Indian Ekasarana preceptor (1488–1598)

Damodardev (1488–1598) was a sixteenth-century Ekasarana preceptor from present-day Nagaon in the Indian state of Assam. Damodardev was a follower of Sankardev's Ekasarana Dharma order. He started his own order after the death of Sankardev that came to be called the Brahma sanghati, which admitted Brahmanical rituals and greater adherence to the caste system alongside the namadharma of Sankardev. He was succeeded by Bhattadeva.

==Early life==
Damodardev was born in the state of Assam in a village called Nalaca, in present-day Nagaon, in 1488. He was the third and youngest son of Sushila and Satananda, a Brahmin couple. Nalaca was close to Bordowa Than, Sankardev's native place, and Satananda was Sankardev's friend. Damodardev and his family moved from Ahom kingdom territory after Sankardev moved from Dhuwahat to Barpeta in 1546 and settled, after some wandering close to Patbausi, or Chandravatipura near Sankardev's sattra. Damodardev received his education along with his two brothers under Kalpacandra of Navadwip in Bengal, where they studied detailed grammar, derivations and usage of words, four Vedas, fourteen scriptures, the Bhagavad Gita, the Bhagavata Purana, and other religious books.

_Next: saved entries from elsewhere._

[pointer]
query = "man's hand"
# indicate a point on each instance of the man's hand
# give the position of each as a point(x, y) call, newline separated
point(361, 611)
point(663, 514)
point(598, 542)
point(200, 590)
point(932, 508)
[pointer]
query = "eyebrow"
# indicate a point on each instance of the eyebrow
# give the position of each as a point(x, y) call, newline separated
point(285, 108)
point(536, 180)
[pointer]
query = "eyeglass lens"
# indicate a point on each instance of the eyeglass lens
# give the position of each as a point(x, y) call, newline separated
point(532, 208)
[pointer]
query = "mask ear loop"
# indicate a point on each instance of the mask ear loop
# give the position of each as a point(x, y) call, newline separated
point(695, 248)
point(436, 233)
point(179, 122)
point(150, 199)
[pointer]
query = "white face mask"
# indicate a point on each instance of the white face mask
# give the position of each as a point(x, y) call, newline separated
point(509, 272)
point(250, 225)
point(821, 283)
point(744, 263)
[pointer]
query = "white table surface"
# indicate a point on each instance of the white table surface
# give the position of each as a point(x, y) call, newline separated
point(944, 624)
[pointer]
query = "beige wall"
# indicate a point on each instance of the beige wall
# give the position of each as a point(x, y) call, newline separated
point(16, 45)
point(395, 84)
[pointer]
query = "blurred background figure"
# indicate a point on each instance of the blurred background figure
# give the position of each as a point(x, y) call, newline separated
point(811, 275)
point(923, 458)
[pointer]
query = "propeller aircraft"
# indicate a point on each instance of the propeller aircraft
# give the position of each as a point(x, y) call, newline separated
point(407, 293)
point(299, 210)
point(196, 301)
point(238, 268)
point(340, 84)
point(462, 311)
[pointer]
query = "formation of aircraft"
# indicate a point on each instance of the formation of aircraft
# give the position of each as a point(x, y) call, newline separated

==Time with Sankardev and Sattra==
Early biographers of Damodardev are unanimous that he was inspired and influenced by Sankardev in his religious practice and he began proselytising in Barpeta. After meeting Damodardev, Sankardev asked him to recite Bhagavata in his sattra, for which Damodardev replied, "yours is the land where tree of Bhakti can grow," and this marked the beginning of friendship between them. Sankara requested him to initiate Brahmin disciples. Sankardev also initiated Damodardev to the Mahapurushiya cult.